Spirito ribelle dal '48, sui banchi di Giurisprudenza e poi a Sciences Po, indugia tra toga da avvocato e uniforme. Si arruola unendosi ai parà nel '54, in Indocina, poi Suez e Algeria. Al rientro, le sue idee nazionaliste conquistano Pierre Poujade, populista ante litteram, che due anni dopo lo fa eleggere all'Assemblée a 27 anni. È il più giovane deputato. Per anni è però semplicemente Jean. Solo dopo il matrimonio aggiunge Marie, per rendere il nome più gradito all'elettorato cattolico. E ci riesce. Inizia la vera lotta politica, decollata nel '72 con la fondazione del Front. Secondo i cronisti dell'epoca, Le Pen è talmente burbero e rissoso che si ferirà a un occhio a margine di un comizio; finirà col perderlo e giocherà con la benda indosso sfidando per anni l'opinione pubblica con aria minacciosa. Eccolo, il «diavolo». Nato, cresciuto nonostante l'avversione bipartisan: detestato dalla destra repubblicana e temuto dai socialisti, a cui ruberà voti attaccando le delocalizzazioni delle fabbriche e difendendo, lui, gli operai.

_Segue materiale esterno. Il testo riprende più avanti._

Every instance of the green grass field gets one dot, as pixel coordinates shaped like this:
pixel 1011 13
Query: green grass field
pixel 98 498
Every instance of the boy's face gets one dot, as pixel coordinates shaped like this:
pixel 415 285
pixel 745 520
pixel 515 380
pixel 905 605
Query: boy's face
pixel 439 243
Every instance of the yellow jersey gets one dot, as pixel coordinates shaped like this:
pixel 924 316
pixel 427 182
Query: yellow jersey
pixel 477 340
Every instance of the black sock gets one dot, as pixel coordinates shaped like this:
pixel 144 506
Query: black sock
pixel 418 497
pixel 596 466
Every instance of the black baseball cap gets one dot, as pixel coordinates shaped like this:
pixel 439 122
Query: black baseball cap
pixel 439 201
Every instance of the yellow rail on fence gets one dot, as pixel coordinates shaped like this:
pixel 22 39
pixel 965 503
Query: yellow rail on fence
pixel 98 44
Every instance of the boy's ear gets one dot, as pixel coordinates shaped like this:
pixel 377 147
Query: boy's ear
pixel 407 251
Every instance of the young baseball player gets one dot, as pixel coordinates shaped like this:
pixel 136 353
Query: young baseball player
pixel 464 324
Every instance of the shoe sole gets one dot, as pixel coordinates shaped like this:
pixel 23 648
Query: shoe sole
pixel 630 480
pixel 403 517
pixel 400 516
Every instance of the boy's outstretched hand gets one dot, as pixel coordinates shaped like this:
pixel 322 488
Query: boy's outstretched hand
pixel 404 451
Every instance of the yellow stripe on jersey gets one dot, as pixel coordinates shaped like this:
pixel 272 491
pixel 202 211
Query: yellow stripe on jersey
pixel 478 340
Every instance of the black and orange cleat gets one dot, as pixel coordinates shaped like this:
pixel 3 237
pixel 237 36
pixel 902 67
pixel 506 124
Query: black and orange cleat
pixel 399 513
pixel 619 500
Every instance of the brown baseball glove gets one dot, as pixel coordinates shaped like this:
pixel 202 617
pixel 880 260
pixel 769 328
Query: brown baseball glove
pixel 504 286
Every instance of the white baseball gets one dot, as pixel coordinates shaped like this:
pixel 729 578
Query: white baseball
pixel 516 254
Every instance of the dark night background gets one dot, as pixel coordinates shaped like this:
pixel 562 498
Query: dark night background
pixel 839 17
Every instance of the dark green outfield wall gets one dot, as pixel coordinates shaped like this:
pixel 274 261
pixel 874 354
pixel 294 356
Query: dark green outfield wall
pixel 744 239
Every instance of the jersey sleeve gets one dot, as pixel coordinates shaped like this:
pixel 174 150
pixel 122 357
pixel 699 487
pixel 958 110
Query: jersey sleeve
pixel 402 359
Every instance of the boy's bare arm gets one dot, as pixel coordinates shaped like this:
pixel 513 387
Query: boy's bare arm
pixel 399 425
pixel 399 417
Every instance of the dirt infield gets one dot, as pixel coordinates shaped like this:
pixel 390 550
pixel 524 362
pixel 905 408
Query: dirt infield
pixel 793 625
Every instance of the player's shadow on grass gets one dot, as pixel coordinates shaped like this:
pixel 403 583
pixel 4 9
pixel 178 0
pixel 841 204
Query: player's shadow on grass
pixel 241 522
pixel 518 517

Inizia i proclami contro la globalizzazione selvaggia, quelli sull'immigrazione dall'Africa messa in concorrenza con il milione di disoccupati francesi. Difficile restargli indifferente, specie nei (temutissimi) faccia a faccia tv. È un Giano bifronte, che negli anni '80 subisce anche la fascinazione degli Usa, fino a presentarsi come «il Reagan francese». Liberismo spinto, deregualation e comunicazione aggressiva. Figlio unico, aveva perso il padre pescatore nel '42 per una mina nelle reti del peschereccio. Un miracolo lo aveva però reso nel frattempo benestante dopo esser stato aiutato dallo Stato. Nel '76, dopo che un attentato distrusse la sua casa, un magnate del cemento gli lascia tutti i beni. Era già stato candidato all'Eliseo nel '74. E correrà per la presidenza altre 4 volte: '88, '95, 2002, l'ultima nel 2007.

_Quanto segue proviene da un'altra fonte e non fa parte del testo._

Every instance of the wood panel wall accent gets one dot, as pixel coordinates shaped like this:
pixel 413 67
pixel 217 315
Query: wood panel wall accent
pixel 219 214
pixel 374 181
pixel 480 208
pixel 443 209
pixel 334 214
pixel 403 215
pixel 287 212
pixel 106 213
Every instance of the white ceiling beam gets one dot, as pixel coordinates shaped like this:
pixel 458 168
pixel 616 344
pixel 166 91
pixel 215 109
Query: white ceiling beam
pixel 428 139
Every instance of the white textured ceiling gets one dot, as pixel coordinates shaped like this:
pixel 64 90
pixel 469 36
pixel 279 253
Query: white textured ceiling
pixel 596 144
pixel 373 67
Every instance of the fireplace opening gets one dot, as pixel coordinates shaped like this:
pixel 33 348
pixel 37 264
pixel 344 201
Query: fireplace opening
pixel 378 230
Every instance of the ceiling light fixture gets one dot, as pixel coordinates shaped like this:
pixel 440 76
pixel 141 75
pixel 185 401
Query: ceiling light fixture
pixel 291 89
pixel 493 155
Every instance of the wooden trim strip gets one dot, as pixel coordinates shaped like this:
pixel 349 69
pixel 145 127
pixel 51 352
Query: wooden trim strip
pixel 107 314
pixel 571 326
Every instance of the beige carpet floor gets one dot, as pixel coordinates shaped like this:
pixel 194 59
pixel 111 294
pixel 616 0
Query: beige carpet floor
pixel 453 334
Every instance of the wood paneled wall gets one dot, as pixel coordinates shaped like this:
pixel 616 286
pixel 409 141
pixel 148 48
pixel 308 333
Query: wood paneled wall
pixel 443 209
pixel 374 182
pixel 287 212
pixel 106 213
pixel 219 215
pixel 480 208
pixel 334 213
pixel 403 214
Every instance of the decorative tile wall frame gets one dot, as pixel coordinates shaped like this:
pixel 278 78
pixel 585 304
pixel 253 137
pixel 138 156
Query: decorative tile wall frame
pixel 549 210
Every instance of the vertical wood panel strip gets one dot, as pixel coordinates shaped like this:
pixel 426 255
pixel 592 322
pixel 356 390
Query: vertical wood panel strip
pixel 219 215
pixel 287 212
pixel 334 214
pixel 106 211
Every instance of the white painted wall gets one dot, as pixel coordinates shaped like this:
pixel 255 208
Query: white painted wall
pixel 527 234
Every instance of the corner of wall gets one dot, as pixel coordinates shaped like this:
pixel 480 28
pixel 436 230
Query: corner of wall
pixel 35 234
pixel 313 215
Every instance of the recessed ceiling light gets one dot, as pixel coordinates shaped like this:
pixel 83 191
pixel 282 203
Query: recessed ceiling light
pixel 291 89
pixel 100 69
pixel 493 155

Ma è nel 2002 che spariglia: dai margini dell'arco costituzionale arriva al secondo turno contro Chirac, che si era rifiutato di sfidarlo in tv, snobbandolo e per paura. Le Pen sfiora il 17% e accede a sorpresa al ballottaggio, escludendo il socialista Jospin. È un terremoto. Il cordone sanitario però tiene. Lui continua a fare il nazionalista contro l'Europa, dove era già stato eletto nell'84, con gli slogan «preferenza nazionale» rispetto agli immigrati e «Francia ai francesi». Poi il ritorno in Assemblée fino alla frase più controversa, nell'87: «Le camere a gas sono un dettaglio della storia», disse, per cui è stato definitivamente condannato nel 2018, arrivando così a 25 condanne, tra negazionismo, antisemitismo e insulti razzisti vari.

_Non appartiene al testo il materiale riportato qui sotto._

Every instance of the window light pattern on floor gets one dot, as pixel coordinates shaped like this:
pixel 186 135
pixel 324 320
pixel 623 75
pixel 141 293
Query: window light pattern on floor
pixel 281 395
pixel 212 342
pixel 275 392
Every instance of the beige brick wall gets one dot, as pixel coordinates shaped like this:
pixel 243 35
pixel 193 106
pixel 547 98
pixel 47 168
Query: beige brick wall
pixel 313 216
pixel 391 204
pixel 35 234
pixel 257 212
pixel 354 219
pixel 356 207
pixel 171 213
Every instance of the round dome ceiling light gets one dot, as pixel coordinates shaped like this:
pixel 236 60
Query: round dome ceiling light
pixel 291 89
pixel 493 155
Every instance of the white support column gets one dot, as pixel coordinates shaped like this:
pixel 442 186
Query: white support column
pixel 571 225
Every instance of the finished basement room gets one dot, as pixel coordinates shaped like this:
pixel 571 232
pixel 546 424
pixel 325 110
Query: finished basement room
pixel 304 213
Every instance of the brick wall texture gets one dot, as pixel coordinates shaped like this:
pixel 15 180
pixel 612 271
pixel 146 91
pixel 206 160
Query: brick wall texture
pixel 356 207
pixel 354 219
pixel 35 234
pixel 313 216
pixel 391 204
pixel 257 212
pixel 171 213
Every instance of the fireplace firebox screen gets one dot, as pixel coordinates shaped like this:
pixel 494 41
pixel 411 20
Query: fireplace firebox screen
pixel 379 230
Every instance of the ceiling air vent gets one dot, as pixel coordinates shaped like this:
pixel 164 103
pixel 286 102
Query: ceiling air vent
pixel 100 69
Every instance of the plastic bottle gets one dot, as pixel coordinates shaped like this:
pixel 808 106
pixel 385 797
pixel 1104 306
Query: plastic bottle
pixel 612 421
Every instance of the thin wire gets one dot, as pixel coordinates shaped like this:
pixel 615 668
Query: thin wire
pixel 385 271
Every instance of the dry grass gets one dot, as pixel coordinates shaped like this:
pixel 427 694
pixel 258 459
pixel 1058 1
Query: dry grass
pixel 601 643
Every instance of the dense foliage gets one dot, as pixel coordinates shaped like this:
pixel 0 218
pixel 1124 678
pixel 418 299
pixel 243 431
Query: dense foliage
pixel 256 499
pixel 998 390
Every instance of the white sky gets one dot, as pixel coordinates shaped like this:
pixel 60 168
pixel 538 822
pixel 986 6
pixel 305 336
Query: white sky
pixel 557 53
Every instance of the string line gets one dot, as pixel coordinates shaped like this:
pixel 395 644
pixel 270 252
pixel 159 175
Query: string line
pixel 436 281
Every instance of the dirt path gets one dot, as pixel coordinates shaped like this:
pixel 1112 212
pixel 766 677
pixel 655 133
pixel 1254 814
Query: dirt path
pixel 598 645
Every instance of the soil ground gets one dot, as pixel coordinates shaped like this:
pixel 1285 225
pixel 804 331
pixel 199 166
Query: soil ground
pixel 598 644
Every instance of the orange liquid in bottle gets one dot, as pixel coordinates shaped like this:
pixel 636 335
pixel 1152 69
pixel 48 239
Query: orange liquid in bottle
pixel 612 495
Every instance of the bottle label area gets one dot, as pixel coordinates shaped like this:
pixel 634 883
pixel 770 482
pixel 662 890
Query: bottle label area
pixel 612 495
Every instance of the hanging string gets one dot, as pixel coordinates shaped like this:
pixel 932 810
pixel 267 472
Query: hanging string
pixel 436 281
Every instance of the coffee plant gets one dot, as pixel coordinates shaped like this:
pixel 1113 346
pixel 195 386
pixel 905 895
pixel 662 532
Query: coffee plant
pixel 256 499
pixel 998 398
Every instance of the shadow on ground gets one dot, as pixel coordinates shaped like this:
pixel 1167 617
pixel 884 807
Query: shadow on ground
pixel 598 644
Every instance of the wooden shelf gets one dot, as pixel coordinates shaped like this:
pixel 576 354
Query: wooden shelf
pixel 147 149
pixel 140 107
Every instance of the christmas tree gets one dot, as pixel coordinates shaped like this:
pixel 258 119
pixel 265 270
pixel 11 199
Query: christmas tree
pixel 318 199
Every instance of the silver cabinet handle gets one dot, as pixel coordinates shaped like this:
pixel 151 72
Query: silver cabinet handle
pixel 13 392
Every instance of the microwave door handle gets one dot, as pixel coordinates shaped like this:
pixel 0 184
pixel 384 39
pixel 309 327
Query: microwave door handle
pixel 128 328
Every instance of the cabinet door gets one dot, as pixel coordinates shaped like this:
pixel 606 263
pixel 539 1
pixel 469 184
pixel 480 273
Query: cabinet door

Il primo a far scalpore lo scrisse su Caravelle, il giornale del corpo di spedizione francese: «La Francia è governata da pederasti come Sartre, Camus, Mauriac». Dichiarazioni mai rinnegate. Lo hanno invece rinnegato i suoi eredi. Quando sceglie Marine, per guidare il partito, è solo presidente onorario del Front National nel 2011, finché non viene espulso contro la sua volontà nel 2015. La figlia sceglie la via della dé-diabolisation, far dimenticare il «diavolo». Che non la manda giù. Nel 2021 Jean-Marie attacca Marine in tv, predicendo per lei un futuro di decadimento. Si sbagliava. Il parricidio di certe idee paga. Lui continua a provocare: non si sente Charlie nel 2015.
«Desolato, je ne suis pas Charlie», continuando però ad attaccare l'islam. In una delle ultime apparizioni tv ha detto: «Sulla mia tomba vorrei solo il mio nome, Jean-Marie». Come José Antonio Primo De Rivera, spiegò, fondatore della Falange Española, ultracattolico, fascista e reazionario.